The audit cost the district about $14,000. Most of the information from the study came from 11 focus group sessions held in April. Six focus groups were comprised of members of the public and five involved district teachers, administrators and school board members.
The audit found that a "lack of trust" exists "between some stakeholders and the district."
"Based on input from the focus groups, the lack of trust has been present for several years, and according to some, has improved in the past few years," the audit report states. "Nonetheless, it is still an issue that must be addressed."
The audit found further that much of the school district information that goes to the public comes from either "word of mouth" or through the news media, rather than from the district itself. While information the public wants is generally available from the district, the district doesn't do enough to make the information readily available.

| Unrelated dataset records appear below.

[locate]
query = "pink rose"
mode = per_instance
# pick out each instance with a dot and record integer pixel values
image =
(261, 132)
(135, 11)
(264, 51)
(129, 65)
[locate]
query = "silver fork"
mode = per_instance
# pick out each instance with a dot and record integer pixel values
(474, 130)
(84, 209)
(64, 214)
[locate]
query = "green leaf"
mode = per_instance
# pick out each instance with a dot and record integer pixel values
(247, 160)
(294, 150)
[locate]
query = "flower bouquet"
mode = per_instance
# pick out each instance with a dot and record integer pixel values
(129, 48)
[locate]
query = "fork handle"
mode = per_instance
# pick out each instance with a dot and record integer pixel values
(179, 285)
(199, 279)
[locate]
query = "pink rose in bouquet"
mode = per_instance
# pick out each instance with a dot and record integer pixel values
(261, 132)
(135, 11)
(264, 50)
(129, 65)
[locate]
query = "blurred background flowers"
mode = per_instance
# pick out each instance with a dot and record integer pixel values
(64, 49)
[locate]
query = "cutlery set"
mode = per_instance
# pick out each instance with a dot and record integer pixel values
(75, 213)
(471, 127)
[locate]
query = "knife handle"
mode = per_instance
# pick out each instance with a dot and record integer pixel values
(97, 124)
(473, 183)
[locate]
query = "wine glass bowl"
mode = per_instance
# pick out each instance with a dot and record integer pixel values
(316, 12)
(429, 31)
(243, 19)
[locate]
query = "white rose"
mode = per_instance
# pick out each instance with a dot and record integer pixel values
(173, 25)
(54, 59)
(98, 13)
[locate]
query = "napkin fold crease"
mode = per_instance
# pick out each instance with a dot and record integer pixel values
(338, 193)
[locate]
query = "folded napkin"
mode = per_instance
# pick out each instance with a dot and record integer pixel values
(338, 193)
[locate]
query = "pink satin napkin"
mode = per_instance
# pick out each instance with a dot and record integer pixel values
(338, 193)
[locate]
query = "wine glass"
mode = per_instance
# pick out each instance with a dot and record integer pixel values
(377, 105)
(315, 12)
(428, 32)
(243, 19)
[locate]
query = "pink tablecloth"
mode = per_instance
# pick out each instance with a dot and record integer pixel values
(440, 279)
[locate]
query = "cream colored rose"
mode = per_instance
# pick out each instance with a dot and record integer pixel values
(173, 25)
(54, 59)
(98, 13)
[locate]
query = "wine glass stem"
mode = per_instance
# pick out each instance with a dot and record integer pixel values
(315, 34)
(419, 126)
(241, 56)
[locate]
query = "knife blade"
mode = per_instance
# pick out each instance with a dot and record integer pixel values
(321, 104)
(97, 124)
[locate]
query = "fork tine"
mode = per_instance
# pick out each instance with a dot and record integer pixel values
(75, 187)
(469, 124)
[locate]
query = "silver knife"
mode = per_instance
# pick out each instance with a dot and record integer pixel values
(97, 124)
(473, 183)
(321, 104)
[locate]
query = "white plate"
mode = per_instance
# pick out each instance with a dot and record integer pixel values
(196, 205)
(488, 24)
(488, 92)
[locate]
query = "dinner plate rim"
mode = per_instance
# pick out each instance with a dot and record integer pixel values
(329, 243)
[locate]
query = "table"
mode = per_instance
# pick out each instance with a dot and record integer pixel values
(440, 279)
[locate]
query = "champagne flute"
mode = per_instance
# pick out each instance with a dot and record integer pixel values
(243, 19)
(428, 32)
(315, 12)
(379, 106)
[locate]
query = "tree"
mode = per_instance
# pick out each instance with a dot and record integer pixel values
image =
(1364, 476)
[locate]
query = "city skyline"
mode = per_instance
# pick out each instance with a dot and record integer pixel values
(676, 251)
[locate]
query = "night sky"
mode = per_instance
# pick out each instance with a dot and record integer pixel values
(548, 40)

The audit also found that a communications component was lacking in the district's strategic plan.
"There is no communication plan for articulating and disseminating the goals and results of the plan to the stakeholders," the audit report states. "Adding these components will make the strategic plan more meaningful and comprehensive."
The audit report recommends that the district devote additional funds and resources to communications.
"Without it, the district is not likely to see much improvement in the quality or quantity of communications with its internal and external stakeholders," the report states.
The audit report recognizes the district's decision to show live webcasts of school board meetings as a step in the right direction.
Trustee Paul Bates, who suggested and developed the webcasts, said he was pleased with the report because "it's a great tool for us to move forward."
"It's got a lot of information we can use to be better," he said.
Trustee Steve Guthrie said he's glad that the board of trustees decided to have the audit conducted because "what comes out of it will be productive."
"I think we're one of the only small school districts in the nation that stopped and recognized we have some problems with communications, and I think this audit is a step in the right direction," he said.
District Superintendent Lonnie Barber could not be reached for comment by Tuesday. However, he has listed "more transparency" and better communications as one of his five major goals in his "professional growth plan" for the 2010-11 school year.
In his plan, Barber wrote that implementing suggestions in the communications audit will help improve communications. He further wrote that an objective is to have "less criticism about our lack of communications."
The 82-page report was released to the school board last week and is available on the district's website, www.blaineschools.org. It can be downloaded from the Sept. 14 school board meeting agenda.